Я избавляю вас от трех последующих страниц — существенно лишь то, что, как выяснилось, «концовка» — это, в сущности, начало. Модена ни разу не позволила Сэму войти в нее. Итак, тремя страницами ниже:
«Вилли. Это же немыслимо!
Модена. Мы проделали все, кроме…
Вилли. А как же он смог произвести такое впечатление?
Модена. А так даже лучше. Иногда мне кажется, что такой секс гораздо естественнее.
Вилли. Твоей многоопытности можно только позавидовать».
Вернувшись из Европы, Сэм устраивает для Модены в Чикаго настоящий фейерверк удовольствий.
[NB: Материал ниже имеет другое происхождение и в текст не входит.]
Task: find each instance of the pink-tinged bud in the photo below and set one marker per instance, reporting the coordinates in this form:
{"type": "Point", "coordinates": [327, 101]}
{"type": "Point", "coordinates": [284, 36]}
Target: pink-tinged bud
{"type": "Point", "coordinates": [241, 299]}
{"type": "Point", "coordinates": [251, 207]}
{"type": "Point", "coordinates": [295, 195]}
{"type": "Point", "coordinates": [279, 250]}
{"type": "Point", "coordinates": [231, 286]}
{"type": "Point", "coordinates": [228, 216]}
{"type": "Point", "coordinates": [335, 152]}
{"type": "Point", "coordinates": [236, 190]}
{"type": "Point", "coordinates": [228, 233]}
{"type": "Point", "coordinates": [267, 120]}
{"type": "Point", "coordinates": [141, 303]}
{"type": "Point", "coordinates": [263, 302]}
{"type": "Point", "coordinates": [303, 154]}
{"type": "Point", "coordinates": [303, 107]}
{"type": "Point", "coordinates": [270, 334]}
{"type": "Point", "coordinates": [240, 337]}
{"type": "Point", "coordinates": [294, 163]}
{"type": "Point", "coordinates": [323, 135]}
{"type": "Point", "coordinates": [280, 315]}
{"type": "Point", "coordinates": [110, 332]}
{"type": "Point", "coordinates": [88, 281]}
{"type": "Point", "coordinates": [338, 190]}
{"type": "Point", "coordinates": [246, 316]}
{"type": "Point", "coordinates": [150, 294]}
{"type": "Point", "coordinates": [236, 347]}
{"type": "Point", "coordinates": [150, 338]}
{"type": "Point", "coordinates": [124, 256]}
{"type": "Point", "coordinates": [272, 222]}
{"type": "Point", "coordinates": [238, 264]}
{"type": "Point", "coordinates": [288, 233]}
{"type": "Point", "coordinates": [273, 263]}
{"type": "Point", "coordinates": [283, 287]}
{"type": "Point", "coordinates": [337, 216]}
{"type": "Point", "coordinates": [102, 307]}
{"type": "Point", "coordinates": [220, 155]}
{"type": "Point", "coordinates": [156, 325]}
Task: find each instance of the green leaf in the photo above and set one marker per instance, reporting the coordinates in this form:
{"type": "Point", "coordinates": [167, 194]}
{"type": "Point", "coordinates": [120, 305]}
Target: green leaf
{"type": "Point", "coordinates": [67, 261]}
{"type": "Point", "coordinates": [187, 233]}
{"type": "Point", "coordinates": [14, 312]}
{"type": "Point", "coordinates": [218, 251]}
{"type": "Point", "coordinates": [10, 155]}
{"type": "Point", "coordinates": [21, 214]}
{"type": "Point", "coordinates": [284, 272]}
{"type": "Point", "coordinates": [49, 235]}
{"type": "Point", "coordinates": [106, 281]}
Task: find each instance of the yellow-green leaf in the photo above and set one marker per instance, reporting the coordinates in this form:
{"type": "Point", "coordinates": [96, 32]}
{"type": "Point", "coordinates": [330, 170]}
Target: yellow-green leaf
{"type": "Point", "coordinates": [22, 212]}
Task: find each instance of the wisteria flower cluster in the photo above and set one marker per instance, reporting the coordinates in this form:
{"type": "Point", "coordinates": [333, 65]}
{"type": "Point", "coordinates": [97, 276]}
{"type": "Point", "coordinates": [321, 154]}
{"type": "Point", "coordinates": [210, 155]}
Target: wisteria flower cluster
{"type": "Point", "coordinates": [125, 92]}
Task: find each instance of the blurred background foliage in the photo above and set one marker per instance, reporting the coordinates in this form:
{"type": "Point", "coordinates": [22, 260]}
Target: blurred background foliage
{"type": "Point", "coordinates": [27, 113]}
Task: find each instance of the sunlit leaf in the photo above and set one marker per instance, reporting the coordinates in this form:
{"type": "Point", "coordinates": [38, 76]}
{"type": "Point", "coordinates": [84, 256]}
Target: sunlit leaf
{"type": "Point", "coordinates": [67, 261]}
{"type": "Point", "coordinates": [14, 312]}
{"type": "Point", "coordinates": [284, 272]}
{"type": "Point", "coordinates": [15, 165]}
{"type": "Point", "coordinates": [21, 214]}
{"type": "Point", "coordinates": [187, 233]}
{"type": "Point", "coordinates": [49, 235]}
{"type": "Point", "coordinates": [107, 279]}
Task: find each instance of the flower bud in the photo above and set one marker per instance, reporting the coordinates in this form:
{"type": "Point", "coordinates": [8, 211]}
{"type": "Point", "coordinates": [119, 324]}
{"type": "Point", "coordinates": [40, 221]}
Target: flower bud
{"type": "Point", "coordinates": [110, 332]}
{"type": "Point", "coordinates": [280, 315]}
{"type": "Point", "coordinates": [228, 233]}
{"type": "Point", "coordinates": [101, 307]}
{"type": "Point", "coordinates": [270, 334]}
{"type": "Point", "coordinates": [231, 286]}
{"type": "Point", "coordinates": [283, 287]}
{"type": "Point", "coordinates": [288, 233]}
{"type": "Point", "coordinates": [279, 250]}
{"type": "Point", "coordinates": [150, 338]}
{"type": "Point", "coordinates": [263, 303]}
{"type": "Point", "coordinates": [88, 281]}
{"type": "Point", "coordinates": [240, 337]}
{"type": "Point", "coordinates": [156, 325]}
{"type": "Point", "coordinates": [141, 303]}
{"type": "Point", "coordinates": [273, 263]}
Куда бы они ни пришли — везде ее обхаживают как королеву. В постели же — «все, кроме». Не стану судить ее. Я вспоминаю, как когда-то давно огорошила вас признанием, что и у нас с Хью преобладает «итальянский вариант». Тем более странно, что я так и не смогла до конца раскусить Модену.
Ой, оказалось куда позже, чем я думала. Завтра я расскажу вам о втором, и уже окончательном, совращении нашей героини. Потерпите.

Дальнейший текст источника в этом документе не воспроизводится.